A week later, Ramaphosa replied that he had referred the complaint to Justice Minister Ronald Lamola and advised him to refer the matter to the Legal Practice Council.

“That is perfectly lawful and it is consistent with our constitutional framework,” Maenetje said.

But Zuma contends that by failing to respond effectively to the demand for an urgent inquiry, Ramaphosa helped Downer and Maughan to evade liability for breaking the law. In the alternative, he alleges that the president obstructed the ends of justice.

Maenetje said the president was bringing the application both to protect his constitutional rights and to vindicate his obligation as head of state to defend and uphold the constitution, which is premised upon respect for the rule of law.

“There are sufficient facts to establish that even the office has a direct interest in the potential impact of the unlawful private prosecution”.

This was so because Zuma’s approach was an affront to the rule of law, as it was based on the ulterior, political motive of preventing the president’s re-election as leader of the ruling ANC for a second term. Courts should not be used to settle political scores, Maenetje said.

He then asked rhetorically why Zuma had suddenly decided “overnight” to find Ramaphosa’s conduct criminally liable though the president had months earlier promptly responded to his complaint by referring it to Lamola.

Papers before the court set out a history of how Zuma obtained the two nolle prosequi certificates he has used to lay charges against Downer and Maughan. This timeline suggests that the second was solicited specifically to allow him to charge Maughan, after she argued that the first — issued on 6 June 2022 — did not refer to her but only to Downer.

“Because of Ms Maughan’s objection, Mr Zuma demanded from the DPP [director of public prosecutions] an amended or new certificate to also include Ms Maughan. The DPP explained that the only suspect before her was Mr Downer SC, and that the certificate related only to him.

“Mr Zuma, through his legal representatives, demanded an amended or new certificate to include Ms Maughan and any other suspect.”
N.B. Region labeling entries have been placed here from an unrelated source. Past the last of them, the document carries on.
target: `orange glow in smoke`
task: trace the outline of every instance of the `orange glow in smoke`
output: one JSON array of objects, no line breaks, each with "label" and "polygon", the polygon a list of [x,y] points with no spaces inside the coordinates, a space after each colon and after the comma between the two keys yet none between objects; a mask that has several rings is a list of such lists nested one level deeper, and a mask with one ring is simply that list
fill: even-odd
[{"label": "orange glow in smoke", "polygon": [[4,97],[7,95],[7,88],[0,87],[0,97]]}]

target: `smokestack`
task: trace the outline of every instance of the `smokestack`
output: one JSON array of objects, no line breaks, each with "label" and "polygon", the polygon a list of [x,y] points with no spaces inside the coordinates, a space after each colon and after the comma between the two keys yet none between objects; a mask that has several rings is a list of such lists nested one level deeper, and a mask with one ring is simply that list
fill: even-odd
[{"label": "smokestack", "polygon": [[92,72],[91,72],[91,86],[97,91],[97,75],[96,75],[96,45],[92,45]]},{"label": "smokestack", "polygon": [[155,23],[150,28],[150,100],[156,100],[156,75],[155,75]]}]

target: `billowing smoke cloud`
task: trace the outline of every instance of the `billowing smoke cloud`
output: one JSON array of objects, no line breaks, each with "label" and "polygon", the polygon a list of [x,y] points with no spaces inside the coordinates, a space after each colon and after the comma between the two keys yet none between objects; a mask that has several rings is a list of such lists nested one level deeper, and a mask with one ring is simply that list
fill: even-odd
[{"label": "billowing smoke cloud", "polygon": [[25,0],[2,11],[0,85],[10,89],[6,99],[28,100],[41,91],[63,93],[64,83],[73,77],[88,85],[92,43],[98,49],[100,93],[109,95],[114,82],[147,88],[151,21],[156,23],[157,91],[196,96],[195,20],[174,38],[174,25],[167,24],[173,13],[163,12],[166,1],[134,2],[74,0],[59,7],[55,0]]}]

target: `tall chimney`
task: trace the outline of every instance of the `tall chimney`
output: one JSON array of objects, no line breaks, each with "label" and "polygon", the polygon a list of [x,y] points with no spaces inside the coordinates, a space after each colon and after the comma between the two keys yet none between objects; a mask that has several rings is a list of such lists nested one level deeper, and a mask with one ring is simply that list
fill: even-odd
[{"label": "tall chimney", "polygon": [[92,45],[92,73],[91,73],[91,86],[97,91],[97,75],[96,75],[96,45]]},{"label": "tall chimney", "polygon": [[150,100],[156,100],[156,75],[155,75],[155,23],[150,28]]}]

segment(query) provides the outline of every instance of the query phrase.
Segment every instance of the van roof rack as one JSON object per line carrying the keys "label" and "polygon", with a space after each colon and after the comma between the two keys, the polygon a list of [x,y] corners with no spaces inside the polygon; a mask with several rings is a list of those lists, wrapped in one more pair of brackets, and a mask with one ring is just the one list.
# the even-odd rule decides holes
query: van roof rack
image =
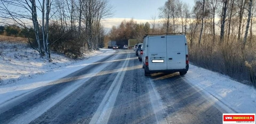
{"label": "van roof rack", "polygon": [[143,38],[145,38],[145,37],[147,36],[158,36],[163,35],[182,35],[182,34],[183,34],[183,32],[175,33],[162,33],[162,34],[146,34],[145,35],[145,36],[144,36],[144,37],[143,37]]}

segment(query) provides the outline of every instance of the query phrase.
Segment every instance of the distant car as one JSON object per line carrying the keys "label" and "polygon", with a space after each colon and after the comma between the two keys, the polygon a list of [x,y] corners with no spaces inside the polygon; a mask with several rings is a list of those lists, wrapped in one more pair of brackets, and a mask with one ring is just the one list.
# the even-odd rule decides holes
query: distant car
{"label": "distant car", "polygon": [[140,62],[142,61],[142,56],[143,55],[143,45],[141,45],[140,48],[138,48],[138,59]]}
{"label": "distant car", "polygon": [[123,45],[123,49],[128,49],[128,45]]}
{"label": "distant car", "polygon": [[135,50],[135,54],[136,54],[136,56],[138,56],[138,48],[141,47],[141,45],[143,44],[139,44],[138,45],[138,47],[137,47],[137,48],[136,49],[136,50]]}
{"label": "distant car", "polygon": [[137,47],[138,46],[138,45],[136,44],[134,45],[134,47],[133,47],[133,51],[136,50],[136,49],[137,48]]}
{"label": "distant car", "polygon": [[117,45],[114,45],[113,46],[113,49],[118,49],[118,46],[117,46]]}

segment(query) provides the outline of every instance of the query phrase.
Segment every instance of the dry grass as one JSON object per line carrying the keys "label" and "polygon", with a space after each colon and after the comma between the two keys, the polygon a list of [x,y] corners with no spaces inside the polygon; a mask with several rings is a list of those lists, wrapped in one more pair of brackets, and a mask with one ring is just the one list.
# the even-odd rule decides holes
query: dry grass
{"label": "dry grass", "polygon": [[27,44],[28,39],[27,38],[19,36],[7,36],[0,35],[0,42],[17,42]]}

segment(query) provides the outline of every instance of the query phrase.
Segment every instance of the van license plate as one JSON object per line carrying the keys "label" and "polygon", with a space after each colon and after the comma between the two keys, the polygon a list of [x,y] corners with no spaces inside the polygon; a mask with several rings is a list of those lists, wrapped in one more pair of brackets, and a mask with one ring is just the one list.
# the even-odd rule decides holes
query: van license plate
{"label": "van license plate", "polygon": [[163,59],[152,60],[152,62],[163,62]]}

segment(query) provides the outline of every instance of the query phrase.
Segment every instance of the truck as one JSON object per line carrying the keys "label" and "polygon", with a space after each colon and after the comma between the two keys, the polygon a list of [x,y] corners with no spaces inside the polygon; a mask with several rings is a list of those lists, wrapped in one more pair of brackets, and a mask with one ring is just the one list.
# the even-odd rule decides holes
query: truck
{"label": "truck", "polygon": [[116,41],[109,41],[108,43],[108,48],[112,48],[113,46],[116,45]]}
{"label": "truck", "polygon": [[134,47],[137,44],[138,39],[130,39],[128,40],[128,46],[129,48]]}

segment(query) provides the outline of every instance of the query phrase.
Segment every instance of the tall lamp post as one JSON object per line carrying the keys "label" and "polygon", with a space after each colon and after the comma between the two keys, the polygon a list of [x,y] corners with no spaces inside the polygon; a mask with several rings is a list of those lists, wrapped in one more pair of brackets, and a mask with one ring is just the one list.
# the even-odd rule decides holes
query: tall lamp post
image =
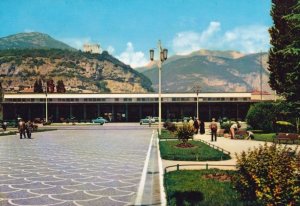
{"label": "tall lamp post", "polygon": [[46,96],[46,122],[48,122],[48,85],[47,85],[47,81],[45,84],[45,96]]}
{"label": "tall lamp post", "polygon": [[199,95],[199,92],[200,92],[200,85],[196,84],[193,87],[193,90],[197,94],[197,100],[196,100],[197,101],[197,119],[199,119],[199,98],[198,98],[198,95]]}
{"label": "tall lamp post", "polygon": [[[158,60],[158,134],[161,134],[161,67],[162,63],[168,58],[168,50],[163,49],[161,41],[158,41],[157,49],[159,52]],[[154,60],[154,49],[150,49],[150,60]]]}

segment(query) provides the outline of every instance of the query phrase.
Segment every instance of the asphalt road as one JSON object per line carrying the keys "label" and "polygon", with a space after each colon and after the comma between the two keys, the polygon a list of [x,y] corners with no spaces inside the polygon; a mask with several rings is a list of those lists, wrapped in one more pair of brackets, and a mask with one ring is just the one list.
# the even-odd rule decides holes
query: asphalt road
{"label": "asphalt road", "polygon": [[0,137],[0,205],[132,205],[152,128],[62,126]]}

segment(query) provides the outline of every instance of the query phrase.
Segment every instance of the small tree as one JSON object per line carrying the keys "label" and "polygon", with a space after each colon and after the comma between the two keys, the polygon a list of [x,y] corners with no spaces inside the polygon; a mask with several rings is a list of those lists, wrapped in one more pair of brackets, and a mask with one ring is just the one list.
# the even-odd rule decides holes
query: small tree
{"label": "small tree", "polygon": [[36,80],[34,82],[33,92],[34,93],[43,93],[43,84],[42,84],[42,80],[41,79]]}
{"label": "small tree", "polygon": [[53,79],[47,80],[47,92],[53,93],[54,92],[54,88],[55,88],[55,85],[54,85]]}
{"label": "small tree", "polygon": [[242,199],[269,206],[300,204],[297,149],[265,144],[236,157],[233,182]]}
{"label": "small tree", "polygon": [[273,125],[276,122],[274,104],[257,103],[252,105],[247,113],[246,120],[253,129],[273,131]]}
{"label": "small tree", "polygon": [[189,139],[193,138],[195,134],[194,127],[190,126],[187,123],[184,123],[182,126],[177,128],[177,137],[179,141],[186,144]]}
{"label": "small tree", "polygon": [[64,84],[63,80],[57,81],[56,92],[57,93],[66,93],[66,88],[65,88],[65,84]]}

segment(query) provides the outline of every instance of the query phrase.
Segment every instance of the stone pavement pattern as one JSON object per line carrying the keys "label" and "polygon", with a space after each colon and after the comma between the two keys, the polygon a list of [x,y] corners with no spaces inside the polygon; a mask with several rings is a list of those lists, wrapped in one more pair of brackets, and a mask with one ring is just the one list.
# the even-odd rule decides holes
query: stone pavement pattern
{"label": "stone pavement pattern", "polygon": [[152,130],[0,137],[0,205],[132,205]]}

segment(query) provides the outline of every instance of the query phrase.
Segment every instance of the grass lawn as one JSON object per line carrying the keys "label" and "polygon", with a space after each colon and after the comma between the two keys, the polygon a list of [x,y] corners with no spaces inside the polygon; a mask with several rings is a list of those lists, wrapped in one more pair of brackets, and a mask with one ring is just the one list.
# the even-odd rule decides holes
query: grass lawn
{"label": "grass lawn", "polygon": [[235,172],[213,169],[182,170],[166,173],[164,185],[168,205],[247,205],[239,200],[239,194],[230,181],[209,179],[203,176],[216,173],[232,176]]}
{"label": "grass lawn", "polygon": [[161,130],[161,135],[159,135],[160,139],[177,139],[177,137],[172,134],[169,130],[163,129]]}
{"label": "grass lawn", "polygon": [[[254,133],[254,140],[273,142],[273,138],[275,137],[275,135],[275,133]],[[281,141],[281,143],[285,143],[285,141]],[[288,141],[288,144],[292,144],[292,141]],[[295,144],[300,144],[300,140],[296,140]]]}
{"label": "grass lawn", "polygon": [[182,161],[208,161],[208,160],[227,160],[230,156],[221,151],[211,148],[210,146],[199,141],[188,141],[195,145],[193,148],[178,148],[175,141],[160,141],[160,154],[166,160],[182,160]]}
{"label": "grass lawn", "polygon": [[275,135],[275,133],[254,133],[254,140],[273,142],[273,137],[275,137]]}

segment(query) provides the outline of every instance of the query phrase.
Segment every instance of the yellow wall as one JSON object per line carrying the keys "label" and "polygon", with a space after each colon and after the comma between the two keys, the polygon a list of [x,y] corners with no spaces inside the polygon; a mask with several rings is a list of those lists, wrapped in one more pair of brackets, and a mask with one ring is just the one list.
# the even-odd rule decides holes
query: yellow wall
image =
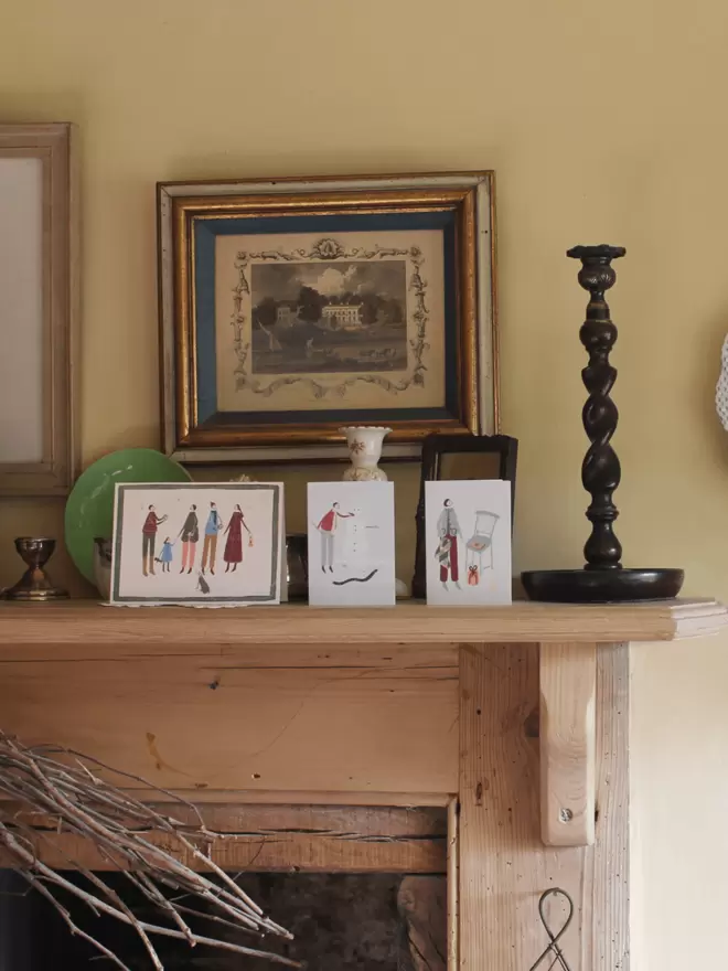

The certificate issued on 21 November last year, refers to a decision not to charge “‘any person” with contravening the NPA Act. But Maenetje said the law did not allow the director of public prosecutions to issue “a blanket certificate” and by no stretch could what she signed be read as referring to Ramaphosa.  

Moreover, the sworn statements that Zuma gave to the police when opening a docket regarding the alleged crime, made no mention of the president. These formed the basis for his approach to the director of public prosecutions after the police declined to take the matter further.

Dali Mpofu SC, for Zuma, said this was essentially a non-argument, because by definition the crime of accessory after the fact arose at a later stage, with the aim of allowing the perpetrator to escape liability.

When Judge Lebogang Modiba noted that Zungu had not considered the charge of accessory after the fact when she issued the nolle prosequi certificate in November, Mpofu responded: “My Lady, that is her problem and I’m not being rude.” 

He went on to call Zungu a liar. 

Modiba and counsel for the NPA objected but the gallery cheered at his remarks, leading the bench to caution Mpofu that the proceedings were “not a circus”. Modiba told Mpofu to mind his language and to treat her with respect.

Mpofu denied that the case was driven by ulterior purpose, but said even if it were true, there was legal precedent that presence of such did not per se render a prosecution invalid.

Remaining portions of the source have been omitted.